Art. 7 CFR reads:
“Everyone has the right to respect for his or her private and family life, home and communications.”
Data protection serves to protect this right to respect for private life. However, the relationship between the fundamental right to data protection (Art. 8 CFR) and the fundamental right to private life (Art. 7 CFR) is controversial. According to the presumably prevailing opinion, data protection law serves various fundamental rights, but first and foremost the right to private life.
In Art. 1 I Data Protection Directive 95/46 (which then was replaced by the GDPR) the protection of privacy was still particularly emphasised:
“In accordance with this Directive, Member States shall protect the fundamental rights and freedoms of natural persons, and in particular their right to privacy with respect to the processing of personal data.”

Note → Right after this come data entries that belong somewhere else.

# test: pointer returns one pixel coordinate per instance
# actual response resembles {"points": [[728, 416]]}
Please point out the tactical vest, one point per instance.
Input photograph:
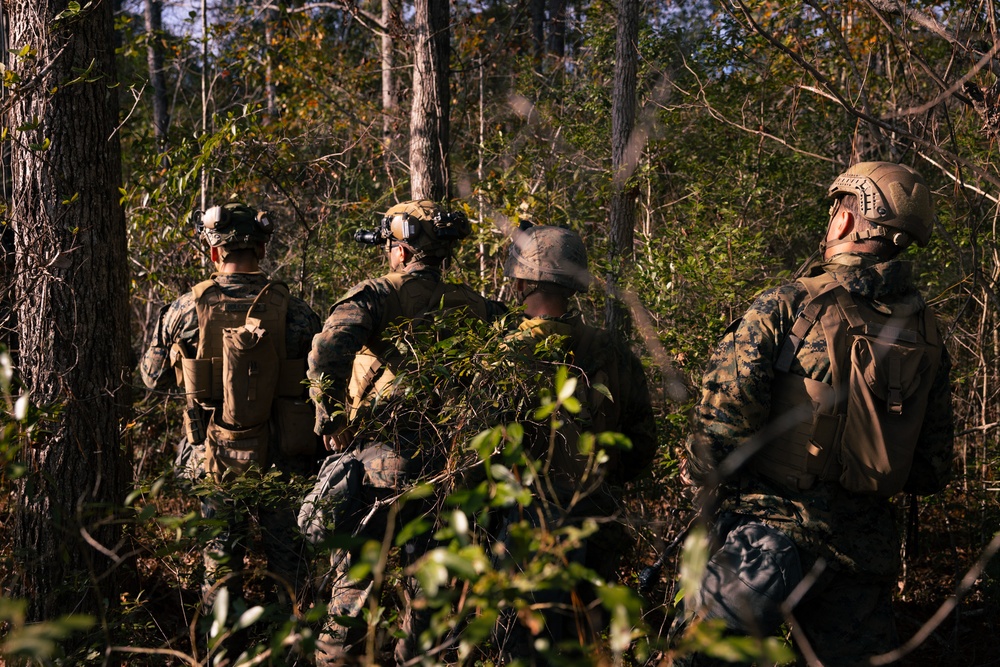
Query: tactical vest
{"points": [[862, 429], [411, 297], [246, 399], [592, 351]]}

This emphasis has now been dropped. Only in Rec. 4 (3) GDPR the fundamental right to private life is mentioned as one of several fundamental rights:
“This Regulation respects all fundamental rights and observes the freedoms and principles recognised in the Charter as enshrined in the Treaties, in particular the respect for private and family life, home and communications […].”

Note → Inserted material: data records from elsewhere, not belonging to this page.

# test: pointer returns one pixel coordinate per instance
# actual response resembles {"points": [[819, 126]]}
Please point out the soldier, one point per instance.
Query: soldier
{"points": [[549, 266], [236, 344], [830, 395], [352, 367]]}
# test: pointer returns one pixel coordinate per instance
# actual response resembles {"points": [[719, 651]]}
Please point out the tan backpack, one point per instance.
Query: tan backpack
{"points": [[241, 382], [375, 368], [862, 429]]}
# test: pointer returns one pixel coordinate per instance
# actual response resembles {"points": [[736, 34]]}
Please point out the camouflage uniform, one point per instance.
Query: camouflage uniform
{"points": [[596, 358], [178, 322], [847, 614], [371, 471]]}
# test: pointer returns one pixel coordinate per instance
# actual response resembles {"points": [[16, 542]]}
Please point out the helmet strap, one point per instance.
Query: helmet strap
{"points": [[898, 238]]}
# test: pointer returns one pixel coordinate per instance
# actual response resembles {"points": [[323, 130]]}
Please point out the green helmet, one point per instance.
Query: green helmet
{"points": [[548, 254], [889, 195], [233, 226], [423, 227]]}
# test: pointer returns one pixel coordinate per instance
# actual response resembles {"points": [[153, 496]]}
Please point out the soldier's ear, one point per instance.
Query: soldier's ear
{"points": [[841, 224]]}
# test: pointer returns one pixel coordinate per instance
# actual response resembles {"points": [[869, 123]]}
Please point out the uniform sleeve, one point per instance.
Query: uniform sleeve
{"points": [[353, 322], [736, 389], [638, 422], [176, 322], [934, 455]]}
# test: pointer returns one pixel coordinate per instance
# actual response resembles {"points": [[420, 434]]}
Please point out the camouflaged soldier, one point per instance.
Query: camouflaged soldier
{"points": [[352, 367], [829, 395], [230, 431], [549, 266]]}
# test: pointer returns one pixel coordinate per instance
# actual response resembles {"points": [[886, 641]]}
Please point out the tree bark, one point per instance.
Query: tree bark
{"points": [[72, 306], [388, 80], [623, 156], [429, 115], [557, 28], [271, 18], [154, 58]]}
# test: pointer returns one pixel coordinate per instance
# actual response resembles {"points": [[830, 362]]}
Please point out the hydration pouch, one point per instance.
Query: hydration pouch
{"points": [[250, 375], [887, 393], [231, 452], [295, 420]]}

The ECJ usually quotes Art. 7 and Art. 8 of the Charter of Fundamental Rights together, thus expressing the close interconnection of these two fundamental rights.
The recitals list potential risks and harms that data processing may entail for private life. See in particular:
- Immaterial damage [Tile DS.09]
- Damage to reputation [Tile DS.10]
- Other significant societal disadvantage [Tile DS.11]
- Identity theft or fraud [Tile DS.12]
- Integrity and confidentiality of the data [Tile DS.15]
- Special obligation of confidentiality [Tile B.16]
The list of privacy risks mentioned in the GDPR is certainly not exhaustive. For a comprehensive classification, see Tiles RC.